Inherent vulnerabilities in monoaminergic pathways predict the emergence of depressive impairments in an animal model of chronic epilepsy

Abstract

The objective was to determine whether the depression comorbid with epilepsy could be predicted based on inherent premorbid patterns of monoaminergic transmission. In male Wistar rats, despair-like and anhedonia-like behaviors were examined using forced swimming and taste preference tests, respectively. Serotonergic raphe nucleus (RN)-prefrontal cortex (PFC) and dopaminergic ventral tegmental area (VTA)-nucleus accumbens (NAcc) pathways were interrogated by fast scan cyclic voltammetry (FSCV). The assays were performed before and 2 months after pilocarpine status epilepticus. In a subset of naive rats, FSCV, coupled with the intensity-dependent stimulation paradigm, detected specific deviations in each pathway (six rats for RN-PFC and seven rats for VTA-NAcc, with overlap in two, of 19 total subjects) in the absence of behavioral impairments. During epilepsy, animals with preexisting deviations in RN-PFC invariably developed despair, and rats with deviations in VTA-NAcc developed anhedonia. Serotonergic and dopaminergic pathways, respectively, showed signs of explicit deterioration. We suggest that epilepsy triggers decompensations in the already vulnerable depression-relevant neuronal circuits, which culminate in depression. The established connection between the identified specific signatures in monoamine transmission in naive rats and specific symptoms of epilepsy-associated depression may help in understanding causes of comorbidity and in developing its early biomarkers.
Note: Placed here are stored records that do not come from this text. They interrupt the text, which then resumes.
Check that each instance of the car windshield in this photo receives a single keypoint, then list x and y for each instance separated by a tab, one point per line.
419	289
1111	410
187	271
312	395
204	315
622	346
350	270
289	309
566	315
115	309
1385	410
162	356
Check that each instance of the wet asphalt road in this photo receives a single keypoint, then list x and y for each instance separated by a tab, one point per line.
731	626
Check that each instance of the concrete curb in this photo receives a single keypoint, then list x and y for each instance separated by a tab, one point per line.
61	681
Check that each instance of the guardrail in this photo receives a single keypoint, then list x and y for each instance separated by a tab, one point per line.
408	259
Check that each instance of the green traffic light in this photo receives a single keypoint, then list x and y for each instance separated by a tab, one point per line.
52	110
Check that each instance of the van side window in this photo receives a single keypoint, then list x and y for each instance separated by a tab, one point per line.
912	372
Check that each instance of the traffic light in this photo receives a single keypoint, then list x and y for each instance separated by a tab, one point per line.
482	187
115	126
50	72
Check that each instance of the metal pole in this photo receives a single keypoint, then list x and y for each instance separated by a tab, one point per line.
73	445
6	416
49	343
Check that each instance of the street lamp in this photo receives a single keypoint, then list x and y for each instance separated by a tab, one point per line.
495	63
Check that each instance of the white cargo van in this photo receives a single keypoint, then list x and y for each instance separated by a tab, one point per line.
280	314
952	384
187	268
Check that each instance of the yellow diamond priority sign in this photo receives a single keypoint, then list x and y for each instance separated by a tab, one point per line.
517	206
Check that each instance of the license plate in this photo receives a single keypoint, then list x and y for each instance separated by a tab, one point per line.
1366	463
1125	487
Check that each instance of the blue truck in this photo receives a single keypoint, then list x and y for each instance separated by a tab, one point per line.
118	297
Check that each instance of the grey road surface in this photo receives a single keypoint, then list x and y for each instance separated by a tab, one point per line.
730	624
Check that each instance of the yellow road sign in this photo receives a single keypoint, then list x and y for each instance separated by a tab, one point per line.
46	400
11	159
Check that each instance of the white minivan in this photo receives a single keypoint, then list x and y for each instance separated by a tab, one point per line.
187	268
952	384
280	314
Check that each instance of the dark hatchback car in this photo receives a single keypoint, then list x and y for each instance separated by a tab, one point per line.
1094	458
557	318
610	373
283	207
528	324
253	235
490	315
Keywords: Biomarkers; Depression; Dopamine; Epilepsy; Serotonin.

Figure 1. Patterns of monoamine transmission

A. Plot of responses from individual animals (n=19) measured before SE in the RN-PFC and VTA-NAcc pathways. The amount of the released neurotransmitter (Y-axis) is plotted against stimulus intensity (X- axis). The data best fit the 5^th order polynomial nonlinear models, which are shown by the color-matched lines. Inset shows Mean±SD. B. Fifth order polynomial nonlinear model built on the stimulus intensity-dependent responses detected by FSCV in the animals of different categories. In resistant subjects (the rest of animals on A), the pattern was nearly linear throughout the stimulation range. In vulnerable subjects, (indicated by solid boxes on A) the responses followed sigmoidal pattern, with less progressive increase occurring at lower stimulus intensities, and more linear- at higher intensities. After the induction of epilepsy and the development of depressive-like behaviors, in the vulnerable animals the response pattern was still sigmoidal, however it shifted downward and became saturated at 350 μV. Resistant animals, which developed no behavioral impairments after SE, retained the same response pattern as before SE.

Figure 2. Performance in behavioral tests and its relationship with monoaminergic transmission

A- behavior in the TPT and D- behavior in the FST before and after SE. Shown are Mean±SD, **-p<0.05; ***- p<0.01; ****0 p<0.001, Epilepsy vs. Before Epilepsy; †- p<0.05, normal vs. respective vulnerable (2-Way ANOVA+Tukey’s). Sample sizes: All n=19; 5-HT-vulnerable n=6; 5-HT-resistant n=13; DA-vulnerable n=7; DA-resistant n=12. FST interaction F (2, 70) = 3.1, p<0.05; effects of animal category F (2, 70) = 3.388, p<0.05; effects of epilepsy F (1, 70) = 28.58, p<0.0001. TPT interaction F (2, 70) = 5.420, p<0.01; effects of animal category F (2, 70) = 2.574, p<0.05; effects of epilepsy F (1, 70) = 62.44, p<0.0001. B and E- individual plots of dopaminergic and serotonergic responses to 200 μV stimulus prior to SE vs. behavior in TPT and FST after SE. At this stimulus intensity, lower inherent monoamine responses correlated with more severe behavioral abnormalities (Pearson correlation coefficients “r” are shown on respective panels). No such correlation was detected for other stimulus intensities. C- dopaminergic transmission in the VTA-NAcc pathway and F- serotonergic transmission in the RN-PFC measured by FSCV in resistant and vulnerable rats before and after the development of epilepsy and behavioral impairments. Shown are Mean± SD. *- p<0.05 (paired t-tests). Sample sizes: 5-HT vulnerable, n=6; 5-HT-resistant n=6; DA-vulnerable n=7; DA vulnerable n=5.